It was a way of making side-by-side seating work better for pilot visibility, but as iverson suggests, this was most likely because they wanted to reuse YUH-61 elements rather than because it was the best solution.
I doubt that commonality with the YUH-61 was a major driver of the side-by-side layout:
- the expensive part of a helicopter that is carried over between designs is the rotor/engine/transmission system. The fuselage configuration is a lesser part of the cost and engineering effort.
- the differing demands of an attack helicopter with a large gun and sensor package mounted on the nose vs a utility transport with a substantial cabin would, I think, severely limit fuselage commonality forward of the tail boom.

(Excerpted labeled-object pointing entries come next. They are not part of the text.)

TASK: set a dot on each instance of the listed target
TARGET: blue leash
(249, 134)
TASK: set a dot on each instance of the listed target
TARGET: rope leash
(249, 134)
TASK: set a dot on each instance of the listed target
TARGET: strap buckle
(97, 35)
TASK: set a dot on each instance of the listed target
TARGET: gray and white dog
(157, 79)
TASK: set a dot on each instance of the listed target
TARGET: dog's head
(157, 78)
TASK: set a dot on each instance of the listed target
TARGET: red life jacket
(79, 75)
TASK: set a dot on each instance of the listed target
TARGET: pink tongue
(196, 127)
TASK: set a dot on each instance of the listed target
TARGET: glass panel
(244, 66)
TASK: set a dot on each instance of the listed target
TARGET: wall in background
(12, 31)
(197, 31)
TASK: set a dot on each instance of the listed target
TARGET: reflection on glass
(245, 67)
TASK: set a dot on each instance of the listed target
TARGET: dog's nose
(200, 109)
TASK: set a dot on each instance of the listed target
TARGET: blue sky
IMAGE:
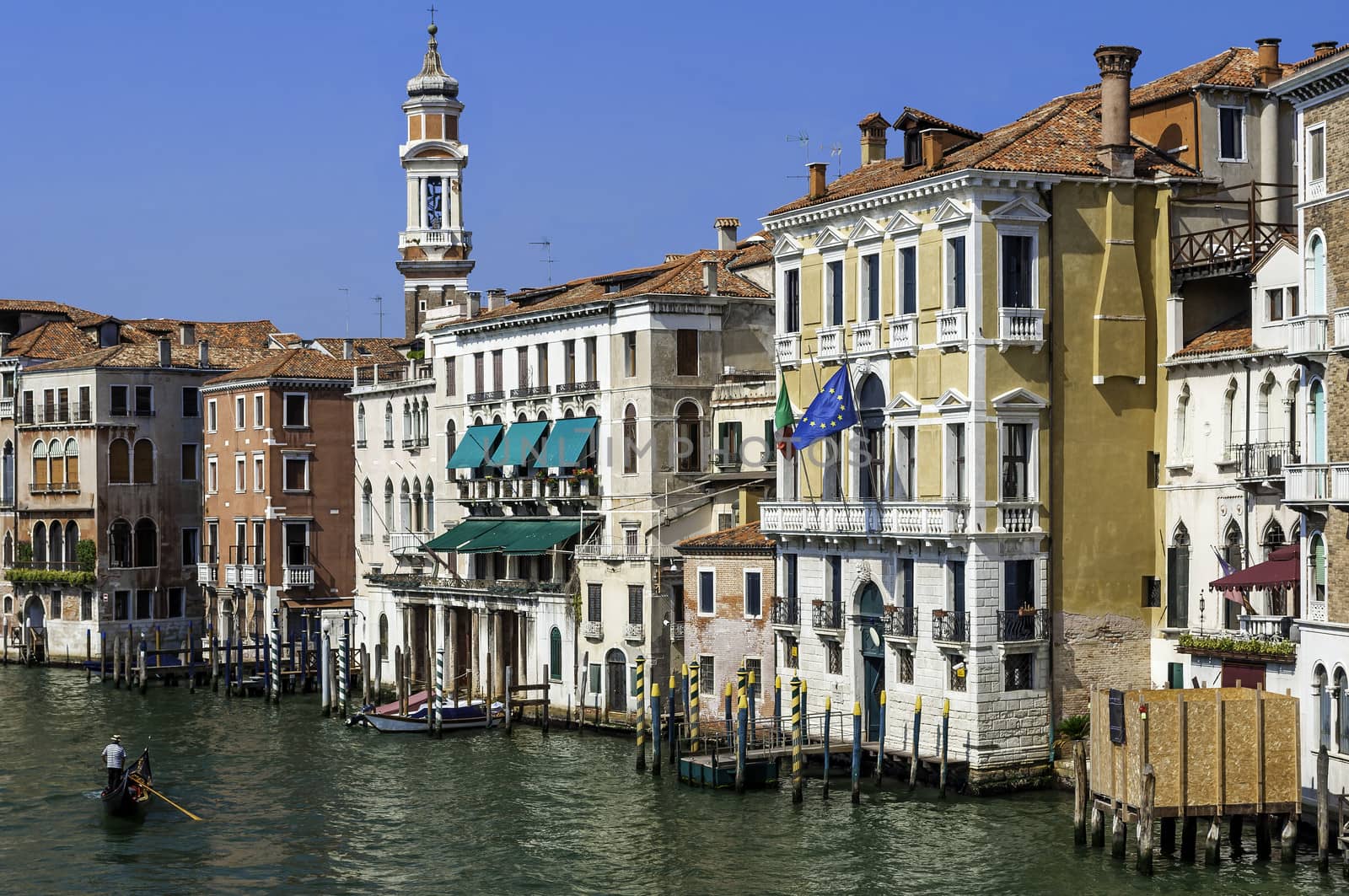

- without knowing the details of the competition, contractors that are downselected to the prototype stage are usually generously rewarded if they lose the competition, otherwise it would be a fool's game. Often their participation in prototyping is more profitable than that of the winning competitor, who gets the bigger but longer-term prize of a production contract. So Boeing's investment in the YUH-61 had probably already paid off so that there was nothing to recoup.
- AAH was a major weapon system program with a long time horizon, without the severe time or cost pressures that force designers to adopt hardware from existing designs. Boeing would have been very foolish to compromise their entry with features that were anything but what they perceived to be "the best solution".